Making overseas investment work for Londoners

Sep 06, 2016 12:55 PM

The issue of foreign investors pumping money into the London property market has once again been raised by last night’s BBC report on a rise in overseas investment in the outer London boroughs, and how this provides competition for first-time buyers.

The issue of what kind of housing investment is best for London tends to blend together different problems, and indeed, people come at it with a variety of different objections or defend it for a range of motives. As has been pointed out, the issue is not wholly black or white.

But starting from basic principles, we can start to unpick the problems that are raised by this kind of investment and what action is needed by the Mayor and government to make housing work for the future of the city.

The first question is: who should have access to housing? The obvious and eternal answer is those who need or wish to live in it. On that basis, it is not right that first-time buyers are being forced out of the market by potential absent landlords, whether they live abroad or in the UK. The national origin of the speculator is irrelevant, and shouldn't be part of the debate.

It is this principle that led George Osborne to move towards ending the tax advantages buy-to-let landlords previously enjoyed over owner-occupiers, and the one that should motivate Sadiq Khan’s ‘first dibs for Londoners’ pledge. Generation Rent has previously affirmed that ‘Londoners’ in this sense should attain to anyone who wants to make their future in the city, rather than be based on a past residency requirement.

The second and related principle then, is: What should housing be for? Again, we all know the basic answer – to provide secure, affordable and decent homes for all.

Homes used as investments are completely inimical to this principle. Buying property on the basis of ever-increasing prices throws affordability for renters and first-time buyers out the window, and it lends itself to short-term tenancies and sudden sales that undermine security.

It also logically opposes the kinds of regulation that can help drive up living standards in the private rented sector, as additional ‘bureaucracy’ and ‘business costs’. So this kind of investment really does nothing for the kind of regulated private rented sector we need.

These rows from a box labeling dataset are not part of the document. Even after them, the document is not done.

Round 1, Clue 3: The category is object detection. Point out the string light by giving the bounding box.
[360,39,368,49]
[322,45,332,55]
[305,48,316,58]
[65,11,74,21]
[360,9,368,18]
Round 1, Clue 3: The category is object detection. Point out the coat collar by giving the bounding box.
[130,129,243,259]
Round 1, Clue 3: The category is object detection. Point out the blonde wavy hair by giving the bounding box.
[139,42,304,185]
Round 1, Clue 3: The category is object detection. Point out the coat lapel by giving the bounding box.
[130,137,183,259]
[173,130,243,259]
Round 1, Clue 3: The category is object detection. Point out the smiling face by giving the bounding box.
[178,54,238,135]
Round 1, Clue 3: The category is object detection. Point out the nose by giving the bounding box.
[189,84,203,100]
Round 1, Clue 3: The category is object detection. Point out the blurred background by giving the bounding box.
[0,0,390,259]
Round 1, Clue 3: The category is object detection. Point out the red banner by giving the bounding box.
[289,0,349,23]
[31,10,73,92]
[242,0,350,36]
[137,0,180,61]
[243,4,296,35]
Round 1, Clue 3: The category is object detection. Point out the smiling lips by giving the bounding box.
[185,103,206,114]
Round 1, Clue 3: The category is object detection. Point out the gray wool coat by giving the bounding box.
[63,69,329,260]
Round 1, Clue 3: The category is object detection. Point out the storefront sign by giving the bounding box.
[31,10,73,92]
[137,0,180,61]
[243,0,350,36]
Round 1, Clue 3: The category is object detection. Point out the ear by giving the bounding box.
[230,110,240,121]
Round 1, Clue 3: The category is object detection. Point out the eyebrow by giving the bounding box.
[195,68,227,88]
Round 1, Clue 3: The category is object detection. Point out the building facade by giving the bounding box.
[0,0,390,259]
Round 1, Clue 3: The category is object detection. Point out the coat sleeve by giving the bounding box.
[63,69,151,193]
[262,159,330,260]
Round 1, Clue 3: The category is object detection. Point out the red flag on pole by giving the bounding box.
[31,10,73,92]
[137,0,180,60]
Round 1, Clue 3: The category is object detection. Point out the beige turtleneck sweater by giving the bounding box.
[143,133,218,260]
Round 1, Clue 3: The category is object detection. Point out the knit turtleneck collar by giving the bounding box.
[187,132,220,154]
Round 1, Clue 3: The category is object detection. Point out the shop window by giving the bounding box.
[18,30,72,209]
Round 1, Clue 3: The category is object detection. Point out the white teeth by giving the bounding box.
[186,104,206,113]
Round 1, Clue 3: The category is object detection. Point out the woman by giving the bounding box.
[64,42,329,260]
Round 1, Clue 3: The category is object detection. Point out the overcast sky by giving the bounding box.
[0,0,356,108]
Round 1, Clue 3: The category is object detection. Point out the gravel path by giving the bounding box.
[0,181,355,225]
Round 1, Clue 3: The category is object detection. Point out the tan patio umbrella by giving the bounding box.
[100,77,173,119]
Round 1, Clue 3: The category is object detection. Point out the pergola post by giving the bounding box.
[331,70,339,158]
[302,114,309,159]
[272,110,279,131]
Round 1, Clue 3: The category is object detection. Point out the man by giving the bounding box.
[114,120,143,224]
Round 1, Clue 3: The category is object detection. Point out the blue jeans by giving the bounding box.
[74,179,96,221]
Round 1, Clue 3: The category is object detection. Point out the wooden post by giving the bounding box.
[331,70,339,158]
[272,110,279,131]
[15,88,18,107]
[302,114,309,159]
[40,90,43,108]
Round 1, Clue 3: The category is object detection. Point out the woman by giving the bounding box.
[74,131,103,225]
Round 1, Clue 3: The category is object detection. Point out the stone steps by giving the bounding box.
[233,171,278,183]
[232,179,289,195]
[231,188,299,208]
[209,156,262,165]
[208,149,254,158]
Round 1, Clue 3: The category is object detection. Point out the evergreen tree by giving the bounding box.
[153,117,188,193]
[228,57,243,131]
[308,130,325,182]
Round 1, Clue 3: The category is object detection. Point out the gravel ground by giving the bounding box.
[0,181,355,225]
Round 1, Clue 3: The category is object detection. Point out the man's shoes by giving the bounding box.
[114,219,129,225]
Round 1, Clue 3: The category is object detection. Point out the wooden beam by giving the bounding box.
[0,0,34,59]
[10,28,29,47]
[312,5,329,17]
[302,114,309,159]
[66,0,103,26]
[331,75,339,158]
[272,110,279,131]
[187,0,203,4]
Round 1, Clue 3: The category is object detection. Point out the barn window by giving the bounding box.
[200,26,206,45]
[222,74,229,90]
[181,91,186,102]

Finally, a third broader social principle attains here as well: what role should the housing market play in the long-term future of London? At Generation Rent, we would say that housing should support the mixed communities of the capital, reducing poverty and inequality and supporting opportunity. Does foreign investment of this kind do that?

Generally, ‘no’ would have to be the answer. Crowding out first-time buyers and maintaining an unregulated private rented sector increases inequality, keeps Londoners in a state of permanent insecurity and financial precariousness and cannot provide homes for those most in need.

The alternative then is mass investment from the state in genuinely affordable social housing on the one hand, and regulation of rent costs and security of tenure in the private rented sector. In conjunction, these two approaches would start to stabilise rent and price inflation in London and would ensure those of all incomes could continue to live in the city.

Under such circumstances, with those social outcomes fulfilled, foreign or domestic investors would be welcomed with open arms. Without those approaches in place though, investment of this kind can only worsen, rather than alleviate, the London housing crisis.